Dans le nord du Mali, les séparatistes touaregs ont accusé mercredi 14 janvier l’armée et le groupe paramilitaire russe Wagner d’avoir tué 7 civils tchadiens et nigériens lors de frappes de drone menées à la frontière algérienne.
Le Cadre stratégique permanent (CSP), alliance de groupes rebelles armés à dominante touareg, a en effet affirmé dans un communiqué que « la coalition terroriste Wagner-FAMA [forces armées maliennes] a procédé à des frappes de drone sur un point de vente de carburant à Talhandak », village carrefour du Nord Mali, dans la nuit de mardi à mercredi. « Cette énième bavure sur des innocents a causé la mort de 7 personnes de nationalités tchadienne et nigérienne ainsi que d’autres victimes qui sont toujours sous les décombres », toujours d’après le CSP. Le CSP affirme également condamner « avec la dernière rigueur ces actes terroristes répétés par la junte de Bamako qui ne visent que les innocents et les infrastructures à caractère civil ».
Les affrontements entre les autorités régulières et les groupes rebelles du Nord pour le contrôle du territoire et des bases militaires laissés par les Casques bleus de la MINUSMA (officiellement retirée du pays depuis le 31 décembre dernier) avaient repris en août 2023 après 8 ans de relative accalmie. Le 14 novembre, l’armée malienne avait fini par reprendre la ville symbolique de Kidal (région de Kidal, nord) grâce à l’intervention de ses supplétifs russes de Wagner. Alors que le Colonel Assimi Goïta, Président malien de la transition, avait officiellement déclaré à la télévision nationale que les « forces armées et de sécurité se sont emparées de Kidal », la milice russe Wagner avait fini par hisser le 22 novembre son drapeau noir siglé d’une tête de mort sur l’ancien fief des indépendantistes du Nord, revendiquant officiellement la prise de la ville, et bien que la junte niait leur présence dans le pays : « Le drapeau de notre orchestre [nom familier donné au groupe par ses membres] a été hissé sur la ville de Kidal ».

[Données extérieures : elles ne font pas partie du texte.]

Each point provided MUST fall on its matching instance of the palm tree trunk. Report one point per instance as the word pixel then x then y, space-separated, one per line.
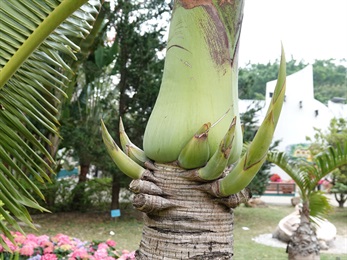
pixel 341 200
pixel 183 223
pixel 304 244
pixel 115 192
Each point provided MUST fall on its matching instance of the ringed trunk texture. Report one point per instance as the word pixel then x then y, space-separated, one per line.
pixel 304 244
pixel 183 222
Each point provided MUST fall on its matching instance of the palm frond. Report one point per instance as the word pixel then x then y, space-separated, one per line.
pixel 283 161
pixel 38 38
pixel 331 158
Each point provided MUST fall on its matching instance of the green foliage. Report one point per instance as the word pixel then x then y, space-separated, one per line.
pixel 335 135
pixel 97 195
pixel 34 38
pixel 306 175
pixel 261 179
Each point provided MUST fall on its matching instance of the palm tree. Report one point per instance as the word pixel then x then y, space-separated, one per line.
pixel 306 175
pixel 191 171
pixel 39 39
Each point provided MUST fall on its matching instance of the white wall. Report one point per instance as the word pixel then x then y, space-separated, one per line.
pixel 301 113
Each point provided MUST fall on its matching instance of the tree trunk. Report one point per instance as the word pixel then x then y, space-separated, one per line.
pixel 183 222
pixel 115 192
pixel 340 200
pixel 304 244
pixel 78 192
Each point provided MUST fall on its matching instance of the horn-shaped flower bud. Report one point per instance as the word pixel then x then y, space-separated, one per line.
pixel 216 165
pixel 130 149
pixel 243 173
pixel 124 163
pixel 197 151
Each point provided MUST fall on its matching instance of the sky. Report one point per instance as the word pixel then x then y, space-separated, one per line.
pixel 308 29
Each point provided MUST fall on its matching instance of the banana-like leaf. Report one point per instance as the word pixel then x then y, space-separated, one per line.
pixel 39 39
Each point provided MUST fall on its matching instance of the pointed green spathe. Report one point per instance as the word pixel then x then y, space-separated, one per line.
pixel 124 163
pixel 199 82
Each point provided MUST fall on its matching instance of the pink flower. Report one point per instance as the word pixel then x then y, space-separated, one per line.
pixel 27 250
pixel 100 254
pixel 111 243
pixel 102 246
pixel 126 255
pixel 10 245
pixel 49 257
pixel 62 239
pixel 48 249
pixel 81 253
pixel 19 238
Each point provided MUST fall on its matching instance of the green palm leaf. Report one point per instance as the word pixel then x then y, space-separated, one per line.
pixel 39 39
pixel 306 175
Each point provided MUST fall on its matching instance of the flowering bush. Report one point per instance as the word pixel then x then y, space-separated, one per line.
pixel 275 178
pixel 43 247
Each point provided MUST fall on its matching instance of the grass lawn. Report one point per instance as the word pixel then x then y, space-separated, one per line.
pixel 127 229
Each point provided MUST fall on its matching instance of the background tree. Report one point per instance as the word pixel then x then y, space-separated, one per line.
pixel 329 78
pixel 129 58
pixel 335 135
pixel 32 73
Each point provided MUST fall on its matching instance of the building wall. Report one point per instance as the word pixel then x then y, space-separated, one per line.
pixel 301 113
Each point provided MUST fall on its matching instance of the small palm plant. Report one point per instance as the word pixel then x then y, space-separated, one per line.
pixel 306 175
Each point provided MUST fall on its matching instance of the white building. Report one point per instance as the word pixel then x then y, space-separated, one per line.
pixel 301 113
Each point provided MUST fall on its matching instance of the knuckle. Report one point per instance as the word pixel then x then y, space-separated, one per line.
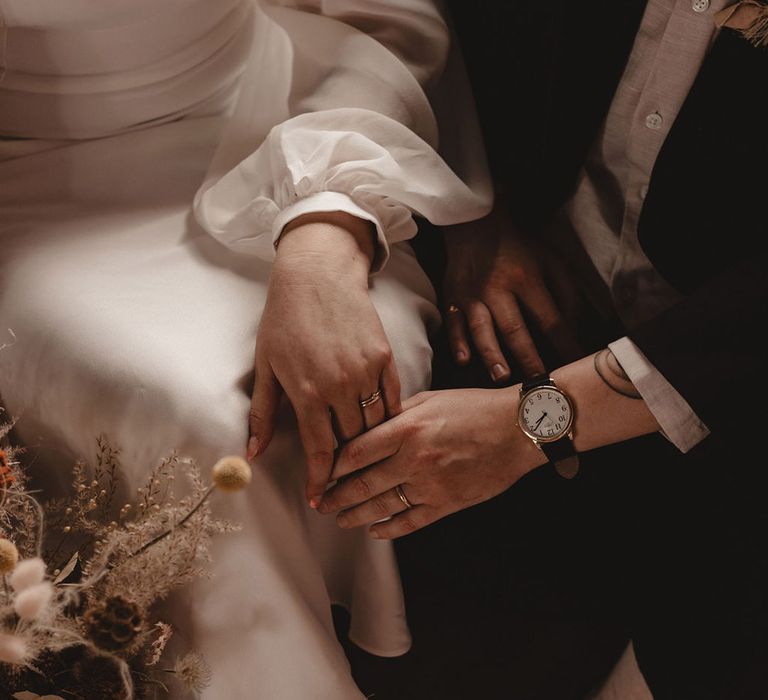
pixel 319 458
pixel 476 323
pixel 309 392
pixel 489 354
pixel 518 278
pixel 380 507
pixel 363 488
pixel 409 428
pixel 381 354
pixel 511 326
pixel 355 453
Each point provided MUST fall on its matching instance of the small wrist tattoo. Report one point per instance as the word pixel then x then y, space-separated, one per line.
pixel 613 374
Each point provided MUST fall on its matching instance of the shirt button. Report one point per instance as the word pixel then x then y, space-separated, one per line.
pixel 626 294
pixel 654 121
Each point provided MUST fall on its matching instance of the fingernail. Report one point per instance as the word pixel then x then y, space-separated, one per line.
pixel 253 447
pixel 498 371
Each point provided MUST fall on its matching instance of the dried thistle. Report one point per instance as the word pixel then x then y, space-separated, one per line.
pixel 158 646
pixel 114 624
pixel 193 672
pixel 87 632
pixel 9 556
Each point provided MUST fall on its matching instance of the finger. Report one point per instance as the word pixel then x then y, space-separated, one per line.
pixel 548 318
pixel 362 486
pixel 374 413
pixel 371 447
pixel 377 508
pixel 511 325
pixel 348 419
pixel 265 401
pixel 457 334
pixel 405 523
pixel 316 432
pixel 481 327
pixel 417 400
pixel 390 388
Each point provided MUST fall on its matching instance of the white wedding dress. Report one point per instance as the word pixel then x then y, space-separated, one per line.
pixel 150 153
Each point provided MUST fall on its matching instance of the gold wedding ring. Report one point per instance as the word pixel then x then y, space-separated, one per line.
pixel 401 495
pixel 372 399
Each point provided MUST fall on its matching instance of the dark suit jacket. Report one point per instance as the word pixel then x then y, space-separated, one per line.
pixel 544 74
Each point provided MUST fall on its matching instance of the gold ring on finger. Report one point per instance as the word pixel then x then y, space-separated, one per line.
pixel 401 495
pixel 375 397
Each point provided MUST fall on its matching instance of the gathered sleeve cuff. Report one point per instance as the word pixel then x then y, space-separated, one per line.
pixel 342 122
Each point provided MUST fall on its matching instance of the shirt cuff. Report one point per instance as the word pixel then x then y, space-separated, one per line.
pixel 678 421
pixel 332 201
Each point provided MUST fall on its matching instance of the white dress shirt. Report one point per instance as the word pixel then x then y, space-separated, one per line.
pixel 670 47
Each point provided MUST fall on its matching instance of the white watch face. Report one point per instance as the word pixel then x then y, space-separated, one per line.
pixel 545 414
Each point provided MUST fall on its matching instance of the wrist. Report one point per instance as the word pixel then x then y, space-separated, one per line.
pixel 335 240
pixel 527 455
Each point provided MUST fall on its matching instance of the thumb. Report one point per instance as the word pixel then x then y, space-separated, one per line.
pixel 263 413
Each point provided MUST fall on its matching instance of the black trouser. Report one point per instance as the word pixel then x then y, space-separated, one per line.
pixel 535 594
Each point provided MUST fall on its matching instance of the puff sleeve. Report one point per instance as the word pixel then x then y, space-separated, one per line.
pixel 334 114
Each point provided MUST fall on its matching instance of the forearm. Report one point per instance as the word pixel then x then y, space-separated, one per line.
pixel 607 407
pixel 335 238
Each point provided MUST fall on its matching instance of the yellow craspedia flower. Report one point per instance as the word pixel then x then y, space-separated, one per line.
pixel 9 556
pixel 231 474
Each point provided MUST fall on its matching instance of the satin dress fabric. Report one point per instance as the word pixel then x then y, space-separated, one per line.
pixel 149 155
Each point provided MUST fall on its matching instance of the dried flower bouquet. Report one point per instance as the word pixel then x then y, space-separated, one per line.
pixel 82 577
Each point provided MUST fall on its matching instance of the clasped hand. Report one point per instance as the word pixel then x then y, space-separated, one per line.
pixel 447 451
pixel 321 342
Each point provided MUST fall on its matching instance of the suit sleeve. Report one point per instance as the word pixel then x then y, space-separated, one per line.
pixel 710 346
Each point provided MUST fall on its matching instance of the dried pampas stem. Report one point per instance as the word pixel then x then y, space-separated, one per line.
pixel 757 32
pixel 749 18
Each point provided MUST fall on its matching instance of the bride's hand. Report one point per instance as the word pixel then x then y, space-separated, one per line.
pixel 321 342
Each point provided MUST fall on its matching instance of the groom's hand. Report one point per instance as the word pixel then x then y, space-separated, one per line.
pixel 447 451
pixel 493 274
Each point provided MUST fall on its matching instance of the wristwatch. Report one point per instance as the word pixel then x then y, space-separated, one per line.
pixel 546 416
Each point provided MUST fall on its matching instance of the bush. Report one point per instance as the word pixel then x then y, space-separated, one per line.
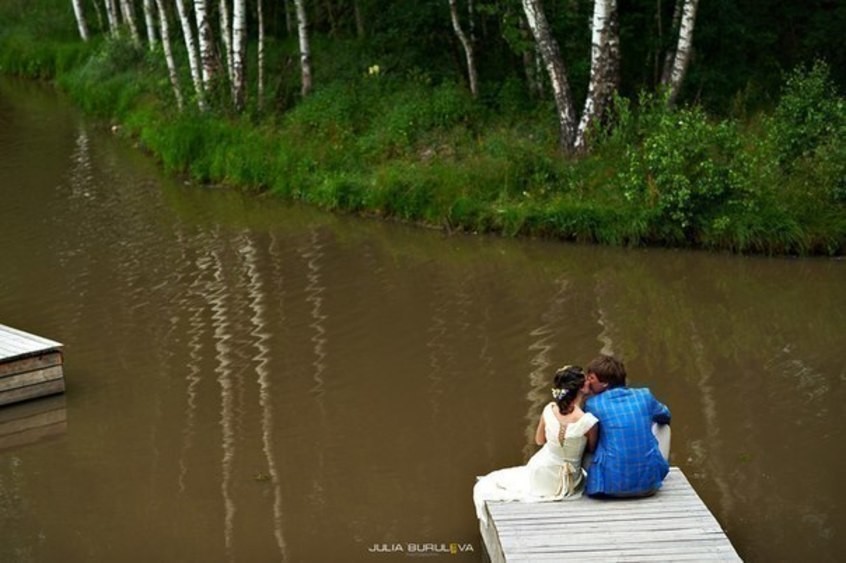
pixel 685 171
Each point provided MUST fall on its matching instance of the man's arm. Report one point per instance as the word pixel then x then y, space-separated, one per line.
pixel 660 412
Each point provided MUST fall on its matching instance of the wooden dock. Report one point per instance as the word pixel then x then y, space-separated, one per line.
pixel 30 366
pixel 672 525
pixel 32 422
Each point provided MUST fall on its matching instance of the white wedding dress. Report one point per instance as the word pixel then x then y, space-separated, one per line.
pixel 553 473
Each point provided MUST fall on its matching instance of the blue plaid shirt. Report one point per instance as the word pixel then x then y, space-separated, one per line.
pixel 627 459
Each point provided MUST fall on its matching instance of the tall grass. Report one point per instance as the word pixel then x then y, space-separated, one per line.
pixel 401 144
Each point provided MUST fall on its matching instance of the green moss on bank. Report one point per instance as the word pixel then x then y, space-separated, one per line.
pixel 404 146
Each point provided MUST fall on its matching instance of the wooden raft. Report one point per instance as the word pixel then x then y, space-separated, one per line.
pixel 30 366
pixel 672 525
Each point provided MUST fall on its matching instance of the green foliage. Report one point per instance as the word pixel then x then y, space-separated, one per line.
pixel 408 141
pixel 685 172
pixel 809 115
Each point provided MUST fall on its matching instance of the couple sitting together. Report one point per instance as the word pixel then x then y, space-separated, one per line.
pixel 592 412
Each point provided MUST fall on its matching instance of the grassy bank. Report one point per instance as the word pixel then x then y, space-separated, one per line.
pixel 403 145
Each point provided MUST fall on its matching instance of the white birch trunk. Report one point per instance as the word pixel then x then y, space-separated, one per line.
pixel 150 23
pixel 205 42
pixel 557 73
pixel 260 91
pixel 669 57
pixel 226 34
pixel 111 14
pixel 239 52
pixel 168 50
pixel 682 56
pixel 468 48
pixel 289 26
pixel 191 47
pixel 305 50
pixel 80 19
pixel 602 75
pixel 129 18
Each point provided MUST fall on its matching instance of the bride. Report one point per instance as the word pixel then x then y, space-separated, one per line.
pixel 555 471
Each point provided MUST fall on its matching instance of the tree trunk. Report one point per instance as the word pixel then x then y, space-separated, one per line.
pixel 682 56
pixel 603 69
pixel 111 14
pixel 129 18
pixel 557 73
pixel 289 26
pixel 191 47
pixel 359 22
pixel 150 23
pixel 171 66
pixel 305 50
pixel 669 57
pixel 99 13
pixel 260 93
pixel 80 19
pixel 468 48
pixel 239 53
pixel 226 34
pixel 205 42
pixel 330 16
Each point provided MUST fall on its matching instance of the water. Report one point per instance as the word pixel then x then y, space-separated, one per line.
pixel 252 381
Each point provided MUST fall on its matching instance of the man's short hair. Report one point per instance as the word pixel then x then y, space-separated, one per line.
pixel 608 369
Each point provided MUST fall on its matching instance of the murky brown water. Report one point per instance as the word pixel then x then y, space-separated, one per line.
pixel 253 382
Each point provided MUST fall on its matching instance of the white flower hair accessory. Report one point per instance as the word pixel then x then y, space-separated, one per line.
pixel 559 394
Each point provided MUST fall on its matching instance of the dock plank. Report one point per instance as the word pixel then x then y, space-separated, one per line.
pixel 672 525
pixel 15 343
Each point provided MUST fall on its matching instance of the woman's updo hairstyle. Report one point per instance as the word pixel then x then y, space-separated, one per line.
pixel 566 385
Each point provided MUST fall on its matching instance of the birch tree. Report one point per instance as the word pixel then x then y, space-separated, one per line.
pixel 260 89
pixel 111 15
pixel 467 45
pixel 208 61
pixel 226 35
pixel 80 19
pixel 168 50
pixel 681 57
pixel 191 47
pixel 150 23
pixel 551 55
pixel 305 50
pixel 670 54
pixel 603 68
pixel 128 14
pixel 239 52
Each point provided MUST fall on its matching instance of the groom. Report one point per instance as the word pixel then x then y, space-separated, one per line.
pixel 627 461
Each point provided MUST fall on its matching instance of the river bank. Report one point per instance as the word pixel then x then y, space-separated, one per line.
pixel 403 146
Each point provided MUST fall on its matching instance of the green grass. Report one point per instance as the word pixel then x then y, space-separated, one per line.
pixel 407 147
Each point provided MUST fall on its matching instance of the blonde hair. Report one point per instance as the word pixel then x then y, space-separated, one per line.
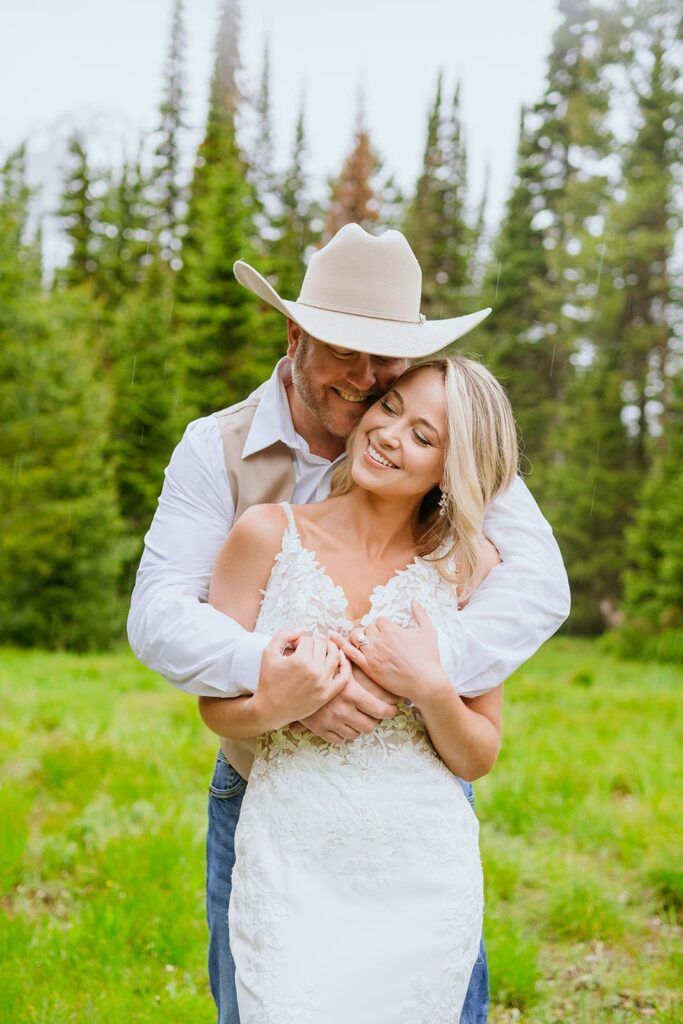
pixel 479 461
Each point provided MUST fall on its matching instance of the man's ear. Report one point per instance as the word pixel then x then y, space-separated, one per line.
pixel 294 334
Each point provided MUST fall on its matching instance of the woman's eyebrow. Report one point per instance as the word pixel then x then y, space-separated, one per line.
pixel 399 396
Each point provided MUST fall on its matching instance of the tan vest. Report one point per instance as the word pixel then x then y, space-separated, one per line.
pixel 265 476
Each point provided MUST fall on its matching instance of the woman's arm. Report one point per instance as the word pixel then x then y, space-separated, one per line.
pixel 466 734
pixel 290 687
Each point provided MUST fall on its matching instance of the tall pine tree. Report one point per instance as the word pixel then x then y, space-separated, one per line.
pixel 60 547
pixel 217 320
pixel 354 195
pixel 436 222
pixel 168 184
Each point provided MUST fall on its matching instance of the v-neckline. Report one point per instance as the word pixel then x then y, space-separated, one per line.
pixel 323 572
pixel 321 569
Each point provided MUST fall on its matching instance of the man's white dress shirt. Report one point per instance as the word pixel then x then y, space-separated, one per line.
pixel 199 649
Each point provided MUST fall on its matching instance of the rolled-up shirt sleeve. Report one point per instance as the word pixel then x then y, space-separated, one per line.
pixel 171 628
pixel 517 607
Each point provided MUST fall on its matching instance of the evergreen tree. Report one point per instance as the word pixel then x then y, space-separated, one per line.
pixel 572 436
pixel 168 152
pixel 354 196
pixel 146 411
pixel 653 601
pixel 217 320
pixel 125 222
pixel 638 250
pixel 79 217
pixel 60 540
pixel 517 342
pixel 262 157
pixel 435 221
pixel 295 223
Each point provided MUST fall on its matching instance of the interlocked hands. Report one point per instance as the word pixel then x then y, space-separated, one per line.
pixel 338 688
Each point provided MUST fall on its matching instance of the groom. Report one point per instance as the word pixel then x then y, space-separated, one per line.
pixel 349 336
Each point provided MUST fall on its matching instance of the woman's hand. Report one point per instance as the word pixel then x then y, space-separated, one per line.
pixel 404 662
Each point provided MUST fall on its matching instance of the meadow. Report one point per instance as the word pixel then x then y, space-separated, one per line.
pixel 104 770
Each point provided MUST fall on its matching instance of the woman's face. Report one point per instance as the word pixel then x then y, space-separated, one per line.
pixel 399 445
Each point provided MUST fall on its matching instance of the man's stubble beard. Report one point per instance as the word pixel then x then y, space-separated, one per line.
pixel 306 392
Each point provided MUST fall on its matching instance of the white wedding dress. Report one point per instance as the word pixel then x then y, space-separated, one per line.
pixel 357 889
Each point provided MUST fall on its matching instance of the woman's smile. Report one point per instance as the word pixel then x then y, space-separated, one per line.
pixel 377 459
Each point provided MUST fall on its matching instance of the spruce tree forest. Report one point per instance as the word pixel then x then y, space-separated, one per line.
pixel 143 327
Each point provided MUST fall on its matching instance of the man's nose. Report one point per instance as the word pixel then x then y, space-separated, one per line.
pixel 363 373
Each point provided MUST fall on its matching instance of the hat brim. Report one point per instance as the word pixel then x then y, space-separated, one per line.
pixel 363 334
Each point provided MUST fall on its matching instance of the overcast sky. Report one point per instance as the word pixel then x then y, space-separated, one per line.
pixel 98 64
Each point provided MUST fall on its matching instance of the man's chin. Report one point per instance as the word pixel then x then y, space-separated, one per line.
pixel 340 424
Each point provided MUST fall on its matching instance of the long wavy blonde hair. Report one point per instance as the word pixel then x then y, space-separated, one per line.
pixel 479 461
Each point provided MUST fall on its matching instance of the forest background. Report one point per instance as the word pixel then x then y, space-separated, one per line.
pixel 105 355
pixel 142 327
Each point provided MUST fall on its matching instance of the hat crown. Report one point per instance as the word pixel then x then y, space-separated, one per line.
pixel 369 275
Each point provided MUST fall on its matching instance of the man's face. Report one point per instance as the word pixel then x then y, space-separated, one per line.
pixel 337 385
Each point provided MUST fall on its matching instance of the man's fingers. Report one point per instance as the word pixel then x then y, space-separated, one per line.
pixel 353 653
pixel 286 638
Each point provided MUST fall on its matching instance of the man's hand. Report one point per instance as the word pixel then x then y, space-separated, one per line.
pixel 299 675
pixel 356 709
pixel 404 659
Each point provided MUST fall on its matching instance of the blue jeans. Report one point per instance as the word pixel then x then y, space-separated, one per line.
pixel 225 794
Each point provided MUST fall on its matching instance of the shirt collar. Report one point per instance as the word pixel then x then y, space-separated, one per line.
pixel 272 419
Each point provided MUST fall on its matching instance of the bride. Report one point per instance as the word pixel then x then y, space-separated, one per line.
pixel 357 890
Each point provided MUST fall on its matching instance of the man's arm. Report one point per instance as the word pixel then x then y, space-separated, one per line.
pixel 517 607
pixel 171 628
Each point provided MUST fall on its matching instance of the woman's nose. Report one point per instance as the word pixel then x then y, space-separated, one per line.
pixel 388 434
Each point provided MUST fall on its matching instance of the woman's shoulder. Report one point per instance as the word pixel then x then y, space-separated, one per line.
pixel 261 524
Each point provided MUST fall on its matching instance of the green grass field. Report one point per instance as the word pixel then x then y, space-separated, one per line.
pixel 104 773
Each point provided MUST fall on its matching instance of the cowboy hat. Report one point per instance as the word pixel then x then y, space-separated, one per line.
pixel 363 292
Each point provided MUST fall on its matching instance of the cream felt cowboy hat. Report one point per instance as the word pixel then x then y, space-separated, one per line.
pixel 363 292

Tandis que Wagner avait affirmé que la population civile soutenait leur présence sur place, des membres du Conseil municipal de Kidal s’étaient exprimés sur Africanews peu après la prise de Kidal pour faire part de la terreur semée par l’armée et ses supplétifs russes dans la région : « La présence de l’armée malienne et de Wagner dans la région de Kidal crée la panique au sein de la population civile de Kidal, parce que lorsque l’armée malienne et Wagner passent dans une région, les gens ne voient que des exactions sur les populations paisibles, les bergers » avait affirmé Mama Touré, membre du Conseil.
En effet, depuis août dernier, de lourdes exactions et de violations graves des droits de l’homme perpétrées par l’armée régulière et la milice Wagner ont été régulièrement rapportées, se poursuivant en ce début d’année 2024. Entre autres, après le passage d’un convoi FAMa/Wagner entre le 5 et le 7 août 2023, les populations locales de Sanbani et Soumpi avaient annoncé avoir ramassé 40 corps de civils touaregs et Songhoy (bergers et paysans). Le 5 décembre, les villages de Er-Intejeft, Didi et Kanio avaient été pillés par des membres de Wagner, accompagnés de quelques FAMa, et plusieurs habitants avaient été frappés et dépouillés de leurs biens. Le 24 décembre, c’est le corps de l’enseignant à la retraite Tita Ag Bakrene, ainsi que 5 autres corps d’habitants de Kidal, qui avaient été retrouvés dans l’oued d’Intidbane à Kidal tués par Wagner. Plus récemment, le 8 janvier dernier, des commerces piégés à l’explosif par Wagner ont entraîné à leur activation le décès de 3 personnes à Koyguima, dans la région de Goundam.
Contactée ce mercredi par l’AFP (Agence France-Presse), l’armée malienne n’a pas souhaité communiquer quant à la mort des 7 civils tchadiens et nigériens, à l’instar des précédentes allégations d’exactions.